Added: 05/14/2010, Last Updated: 05/14/2010

Sources: Hart, J.L.J. (1977). Fourteen thousand feet: A history of the naming and early ascents of the high Colorado peaks (Second Edition). Denver, CO: The Colorado Mountain Club.

The mountain was named for William Bross (1813-1889), Lieutenant Governor of Illinois from 1865 to 1869, who owned mining property near the town of Alma. Bross made an early ascent of Mount Lincoln in 1868 and was so enthusiastic about the view that he sang the Doxology on the summit. As a consequence, local miners began referring to Lincoln's south peak as Mount Bross, and the name stuck.

Name History (Mt. Cameron)



Title: Naming of Mt. Cameron

Entered by: 14erFred

Added: 05/17/2010, Last Updated: 05/17/2010

Sources: Eicher, D.J. (2001). Civil War High Commands. Stanford, CA: Stanford University Press. Hart, J.L.J. (1925). Fourteen thousand feet: A history of the naming and early ascents of the high Colorado peaks (First Edition). Denver, CO: The Colorado Mountain Club.
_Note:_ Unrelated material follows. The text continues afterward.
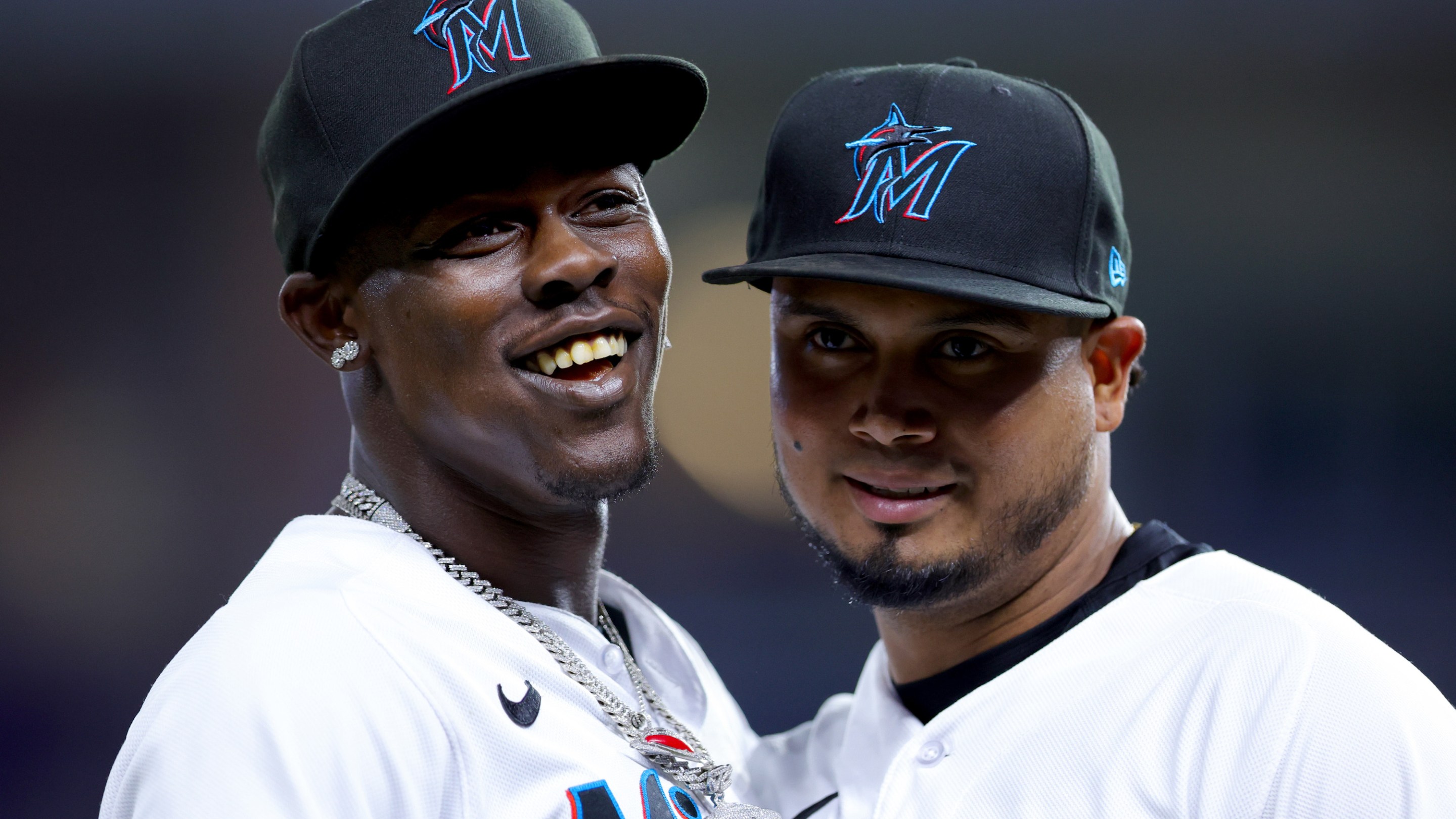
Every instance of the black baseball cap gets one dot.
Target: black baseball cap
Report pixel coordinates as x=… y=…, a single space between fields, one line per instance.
x=944 y=178
x=421 y=91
Although the name "Cameron" was first associated in print with the mountain in 1873, the precise origin of the name remains uncertain. However, two distinct possibilities exist. First, the mountain may have been named for Robert Alexander Cameron (February 22, 1828 - March 15, 1894), who served as a Union general during the American Civil War and helped establish Colorado Agricultural Colonies in Fort Collins and Greeley during the 1870s.

Alternatively -- and perhaps more likely given its proximity to Mount Lincoln -- the mountain may have been named for Simon Cameron (March 8, 1799 - June 26, 1889), Republican senator from Pennsylvania and President Lincoln's first Secretary of War, whom he fired for corruption after Cameron had been in office less than ten months. Allegedly, Lincoln asked Congressman Thaddeus Stevens (also from Pennsylvania) about Cameron's honesty, and Stevens replied, "I do not believe he would steal a red hot stove." Cameron demanded a retraction, so Stevens admitted his statement might have been incorrect.
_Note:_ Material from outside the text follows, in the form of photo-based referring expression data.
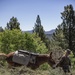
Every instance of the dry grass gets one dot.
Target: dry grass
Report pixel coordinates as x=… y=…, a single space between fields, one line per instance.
x=4 y=70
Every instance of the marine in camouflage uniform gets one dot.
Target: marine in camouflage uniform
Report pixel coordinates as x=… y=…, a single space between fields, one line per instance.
x=65 y=62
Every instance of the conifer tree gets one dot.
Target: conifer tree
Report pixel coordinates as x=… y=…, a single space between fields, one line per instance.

Cameron is also the namesake of Cameron Cone (10,705 ft.), a mountain summit in El Paso County, and Cameron Pass (10,276 ft.) in north central Colorado.


Name History (Mt. Democrat)



Title: Naming of Mt. Democrat

Entered by: 14erFred

Added: 05/14/2010, Last Updated: 05/14/2010

Sources: Hart, J.L.J. (1977). Fourteen thousand feet: A history of the naming and early ascents of the high Colorado peaks (Second Edition). Denver, CO: The Colorado Mountain Club.
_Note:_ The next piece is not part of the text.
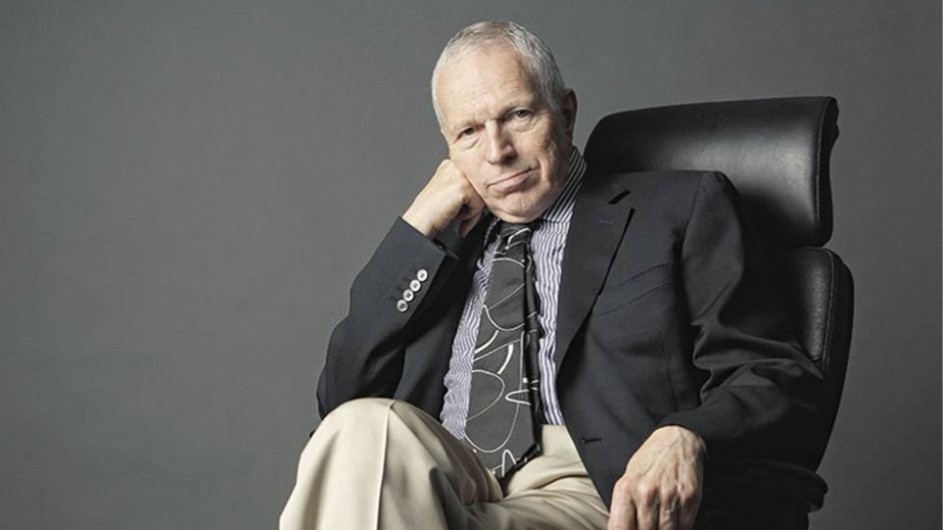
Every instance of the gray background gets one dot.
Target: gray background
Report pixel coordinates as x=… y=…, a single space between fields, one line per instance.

The mountain was originally called Buckskin Peak, after the rip-roaring Buckskin Joe mining camp just northwest of Fairplay. However, it was renamed Democrat by a group of rebellious southern miners during the Civil War, as a statement of political protest against Republican Abraham Lincoln. The name Democrat first appears on the map of the Land Office Survey of 1883.

Name History (Mt. Lincoln)



Title: Naming of Mt. Lincoln

Entered by: 14erFred

Added: 05/27/2010, Last Updated: 05/27/2010

Sources: Borneman, W.R., & Lampert, L.J. (1978). A climbing guide to Colorado's Fourteeners. Boulder, CO: Pruett Publishing Company. Eberhart, P., & Schmuck, P. (1970). The Fourteeners: Colorado's great mountains. Chicago: The Swallow Press. Hart, J.L.J. (1977). Fourteen thousand feet: A history of the naming and early ascents of the high Colorado peaks (Second Edition). Denver, CO: The Colorado Mountain Club. The Colorado Mountain Club Foundation. (2010). The Colorado 14ers: The standard routes. Golden, CO: The Colorado Mountain Club Press.

In 1861, Wilbur F. Stone (who later helped write Colorado's Constitution) named the mountain for the then newly-elected 16th President of the United States, Abraham Lincoln (February 12, 1809 - April 15, 1865). In his survey report of 1873, Ferdinand V. Hayden wrote: "The view from the summit of Mount Lincoln is wonderful in its extent...probably there is no portion of the world, accessible to the traveling public, where such a wilderness of lofty peaks can be seen within a single scope of vision (as from its top)."